After several months and a rocky start, I ended up with a finished product, the Abstract Thief, in early June, and Quasar Knight Enterprises was born.  Once that first book was released I found it easier going forward, for in 3 weeks I had another product out!  Ever since I've been working and releasing one-man projects around a monthly rate.  I've been sticking with what I know so far, which includes Pathfinder and OSR rulesets, but over time I hope to broaden my horizons by writing material for other popular games and maybe eventually my own.

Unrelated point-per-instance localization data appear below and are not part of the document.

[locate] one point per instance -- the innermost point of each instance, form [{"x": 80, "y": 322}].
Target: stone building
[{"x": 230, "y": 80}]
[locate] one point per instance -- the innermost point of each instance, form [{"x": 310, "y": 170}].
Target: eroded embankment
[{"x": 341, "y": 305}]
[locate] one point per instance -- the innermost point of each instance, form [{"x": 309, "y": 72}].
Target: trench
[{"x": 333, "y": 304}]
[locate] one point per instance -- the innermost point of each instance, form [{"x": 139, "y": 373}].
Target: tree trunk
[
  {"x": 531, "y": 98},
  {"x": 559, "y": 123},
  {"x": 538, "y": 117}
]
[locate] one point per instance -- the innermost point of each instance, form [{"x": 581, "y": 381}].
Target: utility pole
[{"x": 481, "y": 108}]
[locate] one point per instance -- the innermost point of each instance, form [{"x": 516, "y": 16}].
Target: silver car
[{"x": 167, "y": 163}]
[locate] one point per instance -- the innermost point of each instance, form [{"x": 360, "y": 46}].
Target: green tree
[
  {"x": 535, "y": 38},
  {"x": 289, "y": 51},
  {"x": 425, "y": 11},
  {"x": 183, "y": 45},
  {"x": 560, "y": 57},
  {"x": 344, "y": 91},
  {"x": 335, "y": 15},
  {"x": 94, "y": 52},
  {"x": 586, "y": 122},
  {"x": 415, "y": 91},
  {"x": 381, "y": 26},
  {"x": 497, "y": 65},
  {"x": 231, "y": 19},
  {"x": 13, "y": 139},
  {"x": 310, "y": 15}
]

When designing new projects, I always build upon potentially popular ideas which remained more or less untouched in 3rd Party Pathfinder and other OSR products.  There are boatloads of sourcebooks containing new feats, but Nice Things for Fighters was intended to appeal to those players upset with the imbalance between martial and spellcaster classes.  Death to Alignment was a rules variant which combed through existing feats, classes, magic items, and spells and redesigned them for gaming groups who wanted to remove alignment as a game mechanic (but wanted to still keep demons and paladins).  In a fandom where the number of 3rd Party Pathfinder products on Drive-Thru is 4,000 and still growing by the month, it's nigh-mandatory to make work which is original and stands out to get noticed.

My advice to would-be publishers and writers in the RPG industry is this: the first step is often the hardest.  The writing, the research, the initial fears of dipping your toes into the sea of products.  But once you get in the water, that vast ocean will seem a lot smaller.  And as a writer there's no better feeling in the world than when you put the finishing touches on your current project, uploading it to the Internet, and seeing people buy it to use in their home games.

So that's my story.  I hope that you enjoyed it.